Dass die Türkei möglicherweise sogar aktiv das Einschleusen von IS-Kräften unterstützt hat, würde einen direkten Bruch der Waffenruhe darstellen. Doch hatte man zuvor schon darauf hingewiesen, dass die Waffenruhe aus Sicht der Türkei nur mit Einschränkungen gelte. So stellte Ministerpräsident Davutoglu frühzeitig klar, dass die Waffenruhe nicht für Gruppen gelte "welche die Türkei bedrohen".

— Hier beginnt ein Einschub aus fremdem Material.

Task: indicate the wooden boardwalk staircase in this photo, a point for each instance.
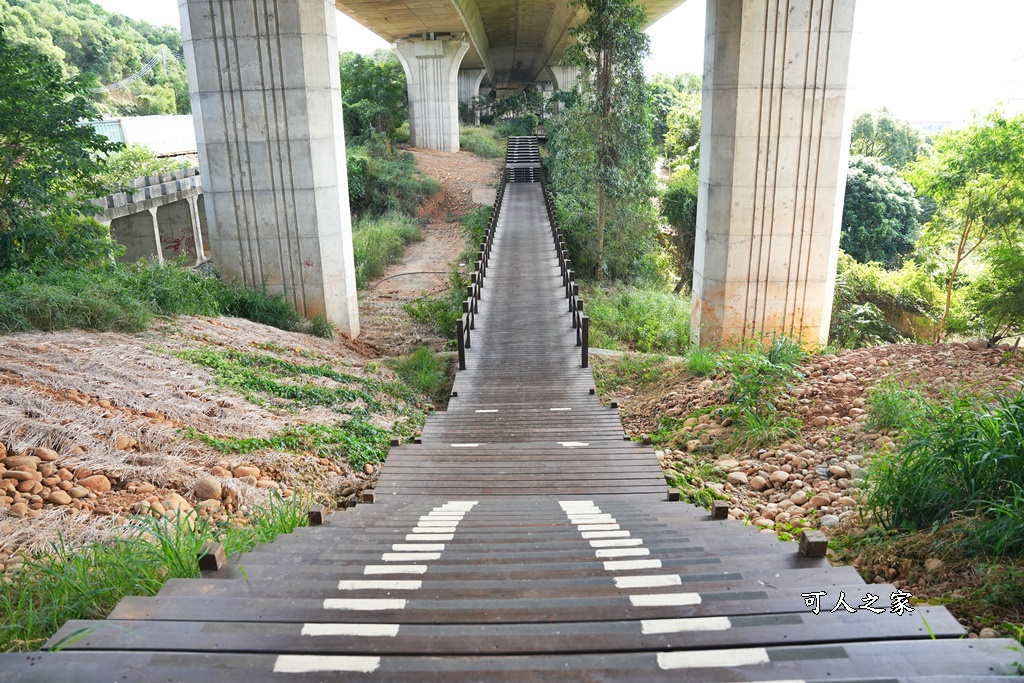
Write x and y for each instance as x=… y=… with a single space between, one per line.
x=522 y=540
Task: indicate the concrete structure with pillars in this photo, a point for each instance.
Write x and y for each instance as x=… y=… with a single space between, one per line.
x=773 y=150
x=431 y=67
x=266 y=97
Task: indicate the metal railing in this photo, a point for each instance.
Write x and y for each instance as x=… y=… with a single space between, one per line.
x=471 y=305
x=580 y=322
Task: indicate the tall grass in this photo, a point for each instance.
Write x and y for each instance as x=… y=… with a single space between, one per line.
x=379 y=241
x=638 y=318
x=86 y=583
x=482 y=140
x=963 y=462
x=125 y=298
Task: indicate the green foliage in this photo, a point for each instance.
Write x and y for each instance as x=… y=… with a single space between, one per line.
x=701 y=361
x=601 y=155
x=963 y=463
x=481 y=140
x=754 y=429
x=428 y=373
x=135 y=161
x=668 y=92
x=880 y=214
x=893 y=141
x=679 y=208
x=374 y=91
x=355 y=441
x=382 y=181
x=976 y=178
x=378 y=242
x=893 y=406
x=68 y=583
x=87 y=39
x=634 y=317
x=48 y=165
x=439 y=312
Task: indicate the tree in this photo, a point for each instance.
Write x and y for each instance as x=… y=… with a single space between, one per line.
x=976 y=178
x=602 y=156
x=373 y=88
x=49 y=165
x=893 y=141
x=880 y=213
x=679 y=207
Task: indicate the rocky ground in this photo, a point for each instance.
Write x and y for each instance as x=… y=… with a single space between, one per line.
x=815 y=480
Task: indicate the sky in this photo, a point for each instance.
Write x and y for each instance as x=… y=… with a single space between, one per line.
x=926 y=60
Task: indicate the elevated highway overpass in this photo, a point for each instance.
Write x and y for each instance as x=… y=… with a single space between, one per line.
x=266 y=96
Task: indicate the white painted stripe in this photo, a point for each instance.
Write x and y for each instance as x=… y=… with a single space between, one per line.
x=713 y=658
x=652 y=626
x=616 y=543
x=364 y=604
x=622 y=552
x=372 y=569
x=357 y=585
x=410 y=557
x=665 y=599
x=621 y=565
x=429 y=537
x=655 y=581
x=305 y=664
x=606 y=535
x=370 y=630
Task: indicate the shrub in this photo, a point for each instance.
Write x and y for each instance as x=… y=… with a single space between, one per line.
x=378 y=242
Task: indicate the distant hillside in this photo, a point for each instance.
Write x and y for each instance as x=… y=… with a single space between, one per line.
x=113 y=47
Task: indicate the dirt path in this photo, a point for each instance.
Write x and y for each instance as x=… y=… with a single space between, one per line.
x=426 y=265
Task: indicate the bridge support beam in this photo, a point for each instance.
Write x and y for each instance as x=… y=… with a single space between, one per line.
x=773 y=155
x=469 y=87
x=431 y=74
x=266 y=102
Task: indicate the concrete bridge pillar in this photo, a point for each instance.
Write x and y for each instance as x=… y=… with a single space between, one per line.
x=773 y=155
x=431 y=74
x=266 y=102
x=469 y=87
x=565 y=76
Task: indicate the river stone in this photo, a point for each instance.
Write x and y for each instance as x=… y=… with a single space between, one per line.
x=207 y=488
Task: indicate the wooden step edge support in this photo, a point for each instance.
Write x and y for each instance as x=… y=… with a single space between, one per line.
x=813 y=543
x=211 y=556
x=315 y=515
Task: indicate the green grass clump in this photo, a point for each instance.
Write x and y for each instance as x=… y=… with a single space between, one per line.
x=893 y=406
x=428 y=373
x=637 y=318
x=481 y=140
x=962 y=463
x=86 y=583
x=126 y=297
x=701 y=361
x=379 y=241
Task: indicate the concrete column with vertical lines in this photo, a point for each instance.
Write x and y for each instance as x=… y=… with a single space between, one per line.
x=266 y=101
x=773 y=156
x=432 y=76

Präsident Erdogan präzisierte am 24.02.16, dass - wie auch der IS und al-Nusra - die "Terrororganisationen PYD und YPG" nicht in die Waffenruhe eingeschlossen werden (Türkische Regierung gefährdet Feuerpause).

Der Anschlag und das Konstrukt

Spätestens seit dem Anschlag der nordkurdischen TAK in Ankara am 17.02., bei dem 28 Militärangehörige ums Leben kamen, setzt die türkische Regierung und die ihr nahestehenden Medien ganz offen das Konstrukt um, das die YPG und die PYD "Terrororganisationen" seien, die hinter diesem Anschlag in der Türkei steckten (Türkische Regierung erzählt verwirrende Geschichte vom Ankara-Attentäter).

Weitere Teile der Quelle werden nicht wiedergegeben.